Arthur Krystal wrote a somewhat interesting article for the Sunday New York Times, "When Writers Speak" which I'm only posting here to validate the many times I've pulled the ol' "open mouth, insert foot."
Mackenzie Phillips just released a tell-all book, High on Arrival, which reveals, in true I-need-money-and-will-sell-to-the-highest-bidder-no-matter-what-humiliation-comes-of-it, that she had consensual sex with her father, John Phillips of the Mamas and the Papas. It's been hot news ever since, which means my hope for the future of mankind is virtually non-existent.
An Edward Gorey documentary is currently in post-production. (Slightly off-topic, there's a wonderful card game called Gloom, which is "produced in the etching style of Edward Gorey." You should check it out.)
"Writers are excessively grateful—for a while. Particularly in the first few weeks and months after being hired, a writer will be almost inordinately appreciative to have a job. [...] Primarily, however, this gratitude relates to having an income once again, at last—not to mention a dental plan, vision insurance, and the opportunity to buy orthotics."

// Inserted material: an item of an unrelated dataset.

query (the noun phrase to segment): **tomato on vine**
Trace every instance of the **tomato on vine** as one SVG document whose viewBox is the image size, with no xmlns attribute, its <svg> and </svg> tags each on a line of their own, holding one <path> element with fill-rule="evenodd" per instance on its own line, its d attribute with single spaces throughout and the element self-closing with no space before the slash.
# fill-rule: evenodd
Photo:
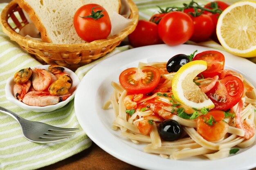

"Writers lack corporate ambition. All real writers prefer the less-responsible position to the corporate climb, the part-time position to the full-time job. Their inability to be persuaded or influenced by—or punished through the withholding of—the kinds of economic rewards that are highly effective with other employees, can help to identify a writer, and also presents additional administrative challenges."